Now,as for the rest of lunch. Pat ate a hamburger with pepper jack cheese and fries. The burger was a hand-made one-third pounder, frankly, a little small for eight bucks. Even “downtown”. The fries I believe were held under a heat lamp. Sometimes that makes them a tad bit limp.And since they were not that busy I thought were that the case it was not necessary.I tried the turkey burger. It was pretty good.Again a 1/3 pound hand formed Patty on what appeared to be a toasted multigrain bun. With fresh spinach leaves and melted goat cheese. That was the hook for me, the goat cheese. It also came with a cranberry aïoli. THIS INSANITY MUST END! I think I know what they tried to do.they wanted to marry the turkey and cranberry tradition with hip spinach and upscale goat cheese. But I really think they would’ve been better off making a cranberry relish or chutney, if you will.
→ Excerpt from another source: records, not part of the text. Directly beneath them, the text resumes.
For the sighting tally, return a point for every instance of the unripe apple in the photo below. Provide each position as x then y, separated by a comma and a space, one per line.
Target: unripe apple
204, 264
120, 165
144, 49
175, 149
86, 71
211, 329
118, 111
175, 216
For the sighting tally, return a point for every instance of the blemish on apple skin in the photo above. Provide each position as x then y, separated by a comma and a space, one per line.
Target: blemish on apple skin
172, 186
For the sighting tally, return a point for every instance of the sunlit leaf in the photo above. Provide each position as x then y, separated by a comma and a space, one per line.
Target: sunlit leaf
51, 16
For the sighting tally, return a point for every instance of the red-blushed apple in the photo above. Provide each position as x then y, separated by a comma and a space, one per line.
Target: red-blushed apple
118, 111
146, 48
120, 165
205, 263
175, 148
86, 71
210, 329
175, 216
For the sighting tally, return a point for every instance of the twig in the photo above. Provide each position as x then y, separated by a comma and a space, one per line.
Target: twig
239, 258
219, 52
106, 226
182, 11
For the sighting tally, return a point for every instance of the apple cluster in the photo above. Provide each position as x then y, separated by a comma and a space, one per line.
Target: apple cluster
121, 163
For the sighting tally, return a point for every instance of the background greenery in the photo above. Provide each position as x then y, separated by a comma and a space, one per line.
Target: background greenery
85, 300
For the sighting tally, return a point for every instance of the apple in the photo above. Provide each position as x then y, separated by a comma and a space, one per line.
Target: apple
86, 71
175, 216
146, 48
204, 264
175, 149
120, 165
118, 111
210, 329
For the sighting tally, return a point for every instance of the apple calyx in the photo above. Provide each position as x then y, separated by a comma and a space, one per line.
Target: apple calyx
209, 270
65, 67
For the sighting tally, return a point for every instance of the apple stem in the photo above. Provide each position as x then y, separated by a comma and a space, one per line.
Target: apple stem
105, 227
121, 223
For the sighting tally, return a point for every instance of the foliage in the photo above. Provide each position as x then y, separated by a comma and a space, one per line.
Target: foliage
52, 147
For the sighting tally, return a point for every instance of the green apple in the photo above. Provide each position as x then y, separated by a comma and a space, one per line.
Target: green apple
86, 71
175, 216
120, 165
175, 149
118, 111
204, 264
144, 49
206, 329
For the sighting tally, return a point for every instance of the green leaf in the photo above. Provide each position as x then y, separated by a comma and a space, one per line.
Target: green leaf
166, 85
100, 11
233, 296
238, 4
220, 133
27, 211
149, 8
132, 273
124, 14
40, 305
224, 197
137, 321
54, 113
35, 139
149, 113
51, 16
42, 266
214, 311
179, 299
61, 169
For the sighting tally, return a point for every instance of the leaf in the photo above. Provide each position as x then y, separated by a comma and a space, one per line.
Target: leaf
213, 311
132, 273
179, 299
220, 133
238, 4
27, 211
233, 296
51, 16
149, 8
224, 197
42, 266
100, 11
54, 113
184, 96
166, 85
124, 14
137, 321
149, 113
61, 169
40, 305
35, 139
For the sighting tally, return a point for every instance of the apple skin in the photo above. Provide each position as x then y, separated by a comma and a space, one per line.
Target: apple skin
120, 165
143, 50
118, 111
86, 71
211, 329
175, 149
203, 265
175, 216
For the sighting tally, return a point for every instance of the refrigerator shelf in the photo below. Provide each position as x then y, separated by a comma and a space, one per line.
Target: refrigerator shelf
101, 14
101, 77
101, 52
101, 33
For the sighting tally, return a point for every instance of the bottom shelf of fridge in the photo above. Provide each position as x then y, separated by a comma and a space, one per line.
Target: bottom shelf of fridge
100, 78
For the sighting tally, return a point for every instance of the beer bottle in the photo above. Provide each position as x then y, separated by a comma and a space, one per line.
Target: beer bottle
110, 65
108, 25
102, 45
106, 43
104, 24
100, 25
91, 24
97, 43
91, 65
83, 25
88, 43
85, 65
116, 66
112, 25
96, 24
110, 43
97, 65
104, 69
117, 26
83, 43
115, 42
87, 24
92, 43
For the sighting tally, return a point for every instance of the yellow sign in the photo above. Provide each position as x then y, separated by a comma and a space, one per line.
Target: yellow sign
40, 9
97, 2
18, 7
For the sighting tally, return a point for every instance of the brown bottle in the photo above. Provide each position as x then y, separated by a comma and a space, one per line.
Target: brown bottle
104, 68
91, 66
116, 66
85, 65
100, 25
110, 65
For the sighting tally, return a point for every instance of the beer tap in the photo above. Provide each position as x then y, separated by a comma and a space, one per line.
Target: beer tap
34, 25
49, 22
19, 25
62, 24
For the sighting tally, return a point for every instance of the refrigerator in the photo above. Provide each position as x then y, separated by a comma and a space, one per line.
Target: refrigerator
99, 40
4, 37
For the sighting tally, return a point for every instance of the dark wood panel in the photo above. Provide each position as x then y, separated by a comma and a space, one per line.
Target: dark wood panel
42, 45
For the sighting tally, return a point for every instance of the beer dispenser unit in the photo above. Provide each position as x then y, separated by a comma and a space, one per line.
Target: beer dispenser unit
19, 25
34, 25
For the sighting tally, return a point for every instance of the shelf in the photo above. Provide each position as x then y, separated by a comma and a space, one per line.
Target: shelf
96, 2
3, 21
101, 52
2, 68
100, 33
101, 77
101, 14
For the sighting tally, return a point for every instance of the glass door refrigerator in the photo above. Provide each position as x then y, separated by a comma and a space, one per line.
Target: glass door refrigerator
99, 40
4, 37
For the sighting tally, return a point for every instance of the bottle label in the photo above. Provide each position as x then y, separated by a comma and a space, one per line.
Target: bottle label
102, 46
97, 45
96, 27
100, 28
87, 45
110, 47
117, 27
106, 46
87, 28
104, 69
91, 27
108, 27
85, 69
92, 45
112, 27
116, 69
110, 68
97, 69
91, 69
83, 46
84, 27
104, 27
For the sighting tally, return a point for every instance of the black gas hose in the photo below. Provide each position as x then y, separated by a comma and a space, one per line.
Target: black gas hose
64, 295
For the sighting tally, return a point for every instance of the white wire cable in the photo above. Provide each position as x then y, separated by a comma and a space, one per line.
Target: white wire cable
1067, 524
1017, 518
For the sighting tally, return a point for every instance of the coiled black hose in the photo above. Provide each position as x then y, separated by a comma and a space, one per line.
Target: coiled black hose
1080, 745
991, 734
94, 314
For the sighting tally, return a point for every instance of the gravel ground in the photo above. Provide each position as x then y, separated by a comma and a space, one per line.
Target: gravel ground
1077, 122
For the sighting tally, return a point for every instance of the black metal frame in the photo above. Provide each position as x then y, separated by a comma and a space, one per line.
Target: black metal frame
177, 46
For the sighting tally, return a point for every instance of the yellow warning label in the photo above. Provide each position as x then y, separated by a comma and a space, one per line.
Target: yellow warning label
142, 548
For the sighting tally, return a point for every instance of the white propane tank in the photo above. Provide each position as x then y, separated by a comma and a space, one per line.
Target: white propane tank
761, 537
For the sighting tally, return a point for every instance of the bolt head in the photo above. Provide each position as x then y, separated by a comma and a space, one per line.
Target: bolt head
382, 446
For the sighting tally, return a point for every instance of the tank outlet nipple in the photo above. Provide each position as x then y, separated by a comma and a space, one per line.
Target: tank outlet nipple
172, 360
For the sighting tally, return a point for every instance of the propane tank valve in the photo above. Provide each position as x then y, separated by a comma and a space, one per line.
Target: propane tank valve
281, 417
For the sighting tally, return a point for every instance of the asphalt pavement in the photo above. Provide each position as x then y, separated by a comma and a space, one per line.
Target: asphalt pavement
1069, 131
I really, thoroughly believe that doctoring up Kraft mayo and calling it something or other aïoli is way past being over.The general consensus for us is the Living Lounge has a much better lunch. Of course, this new place might be worth a try at dinner. Oh, one more thing they spent quite a bit of money on glossy cards and a fancy website that doesn’t include a menu but they don’t own cruets. So in closing, I wish them all the luck in the world.